À un mois de nouvelles élections, répression anti-indépendantiste en Catalogne

Mariano Rajoy. Crédit: Ministry of the Presidency. Government of Spain , via Wikimedia Commons

À un mois tout juste de la date limite pour la convocation automatiques de nouvelles élections si aucun candidat n’est élu président de la Catalogne, la crise a encore monté d’un cran en Espagne avec une confrontation ouverte entre la justice et le gouvernement Rajoy.

Sur la base des rapports de la police espagnole et des enquêtes du Tribunal Suprême qui ont conduit à emprisonner les dirigeants catalans accusés de « violence, rébellion et détournement de fonds » (pour avoir organisé le référendum le 1er octobre et le processus d’indépendance), le juge Pablo Llarena conteste désormais les conclusions du ministre des Finances espagnol Cristóbal Montoro qui a déclaré à plusieurs reprises que pas un seul euro de la Generalitat euro n’avait servi à payer le référendum, puisqu’il contrôle les finances du gouvernement catalan, placées sous tutelle depuis septembre 2017. Le juge demande maintenant des preuves et met directement en cause la position du gouvernement espagnol. Ce qui provoque un malaise croissant (ou bien le ministre ment ou les accusions du tribunal et de la police sont inventées …) et augmente la pression de Ciutadanos qui, de partenaire du PP, assume de plus en plus le rôle de prétendant au gouvernement de l’Espagne.

Volonté de réprimer et d’humilier les Catalans

L’opposition frontale entre espagnolistes et indépendantistes ne laisse augurer aucune solution proche, ni même un début de dialogue. La seule stratégie des autorités espagnoles est d’enfermer le maximum de leaders politiques, de traduire devant les tribunaux le maximum d’élus locaux et de militants de la société civile, de poursuivre autant que faire se peut les expressions de solidarité de la société catalane avec les indépendantistes. Ainsi cette semaine, le tribunal a relancé la procédure engagée contre les 712 maires de l’AMI (Association des municipalités pour l’indépendance) pour « détournement de fonds et désobéissance » pour avoir participé à l’organisation du référendum. Le gouvernement espagnol a aussi engagé une nouvelle plainte contre l’ancien président catalan, Artur Mas, cette fois au nom de la Generalitat (sous tutelle) pour l’organisation de la consultation du 9 novembre 2015. Sur le terrain, la guàrdia civil est à nouveau intervenue pour obliger un Catalan de Perpignan à arracher un autocollant portant le drapeau catalan et le numéro 66 du département de sa plaque, la policia nacional a confisqué des Tshirts jaunes, des affiches, des drapeaux catalans et des sifflets aux supporters du Barça lors de la finale de la Copa del Rey, pendant que la police photographiait les spectateurs qui sifflaient et alors que le ministre de l’intérieur espagnol Juan Ignacio Zoido twittait menançant que « siffler l’hymne espagnol est un acte violent » en rappelant les définitions de terrorisme du code pénal. Le gouvernement espagnol a tenu à expliquer qu’il avait complètement démantelé l’organisme de représentation de la Generalitat à l’extérieur, Diplocat (qui existait depuis 1982) et a démis le vendredi 20 avril deux nouveaux hauts responsables de la Generalitat : la directrice des Relations exterieures Marina Falcó (accusée d’avoir laissé l’ancien ministre de la Culture Lluís Puig entrer dans la délégation de la Generalitat à Bruxelles où avait lieu un hommage à l’écrivain catalan Manuel Pedrolo) et le directeur de l’école d’Administration publique de la Catalogne, Agustí Coromines qui a dénoncé une véritable « chasse aux sorcières ».

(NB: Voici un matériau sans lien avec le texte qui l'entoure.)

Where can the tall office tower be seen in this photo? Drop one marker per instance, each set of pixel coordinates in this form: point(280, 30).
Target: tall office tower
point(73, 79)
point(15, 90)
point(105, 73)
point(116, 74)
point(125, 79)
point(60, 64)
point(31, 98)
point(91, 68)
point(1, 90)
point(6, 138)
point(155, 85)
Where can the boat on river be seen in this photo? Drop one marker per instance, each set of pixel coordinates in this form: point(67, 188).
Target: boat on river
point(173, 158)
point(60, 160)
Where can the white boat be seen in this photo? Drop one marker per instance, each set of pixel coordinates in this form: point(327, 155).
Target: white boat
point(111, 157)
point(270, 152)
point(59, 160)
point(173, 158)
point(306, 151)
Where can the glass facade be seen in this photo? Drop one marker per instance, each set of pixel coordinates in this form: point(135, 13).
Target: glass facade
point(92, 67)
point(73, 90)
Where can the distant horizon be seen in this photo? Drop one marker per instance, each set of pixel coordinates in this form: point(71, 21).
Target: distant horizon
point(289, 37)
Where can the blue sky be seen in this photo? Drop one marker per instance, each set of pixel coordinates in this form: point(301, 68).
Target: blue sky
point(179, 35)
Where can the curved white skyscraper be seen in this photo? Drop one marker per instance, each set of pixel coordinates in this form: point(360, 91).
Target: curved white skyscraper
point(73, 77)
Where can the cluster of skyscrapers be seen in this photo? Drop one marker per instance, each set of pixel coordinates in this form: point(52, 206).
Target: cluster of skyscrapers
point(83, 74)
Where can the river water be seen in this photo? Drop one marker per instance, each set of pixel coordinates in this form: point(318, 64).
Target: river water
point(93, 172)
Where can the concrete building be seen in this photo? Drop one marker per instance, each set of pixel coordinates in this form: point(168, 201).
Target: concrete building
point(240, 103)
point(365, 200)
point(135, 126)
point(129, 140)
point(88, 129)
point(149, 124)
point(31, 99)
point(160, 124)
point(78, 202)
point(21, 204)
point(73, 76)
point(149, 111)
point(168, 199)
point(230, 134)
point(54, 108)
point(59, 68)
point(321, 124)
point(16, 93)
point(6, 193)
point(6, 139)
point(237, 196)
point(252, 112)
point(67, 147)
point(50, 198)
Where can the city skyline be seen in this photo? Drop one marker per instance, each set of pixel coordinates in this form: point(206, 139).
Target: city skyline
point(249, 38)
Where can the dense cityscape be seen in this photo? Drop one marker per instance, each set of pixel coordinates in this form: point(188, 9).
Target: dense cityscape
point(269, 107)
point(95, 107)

Puigdemont en tête de l’audimat à la télévision

Carles Puigdemont et Roger Torrent, n’ont pas été moins acteurs de l’actualité de la semaine. Le président du Parlement a effectué une visite de trois jours à Genève où il a dénoncé à l’ONU les atteintes au fonctionnement des institutions catalanes, à la démocratie et à la liberté d’opinion en Espagne. Le maire de Genève, aux côtés de Torrent, s’est offert pour exercer le rôle de médiateur dans le conflit. Le président de la Generalitat de son côté a été interviewé à Berlin dimanche 15 avril sur TV3, la télévision catalane en obtenant un record d’audience avec plus d’un million de téléspectateurs (la Catalogne compte sept millions d’habitants). Il a dénoncé sans détour le véritable « coup contre la démocracie » orchestré par l’Espagne, avec un juge qui décide seul (sans s’appuyer sur aucune loi ni aucune disposition de la Constitution espagnole) de ne pas laisser des députés légalement élus et sans condamnation être candidats à la présidence. Le président catalan a lancé un appel au respect du « mandat sacré des électeurs ». Il a également expliqué le rôle du Conseil de la République créé à Bruxelles : « maintenir la légitimité altérée par le gouvernement espagnol et revendiquer le droit légitime des Catalans à l’autodétermination ». Il a rappelé qu’il fallait être « clair: la République a bien été proclamée » et a ajouté que « la Catalogne est un petit laboratoire pour l’Europe et la citoyenneté européenne ; les institutions feraient bien de s’en rendre compte ». Il a annoncé qu’il y avait assez de temps pour arriver à un accord d’investiture avec les partis indépendantistes et que la première mesure du nouveau gouvernement serait un plan de choc pour reconstruire tout ce que le gouvernement espagnol s’était évertué à détruire au sein de l’administration catalane en six mois de suspension de l’autonomie.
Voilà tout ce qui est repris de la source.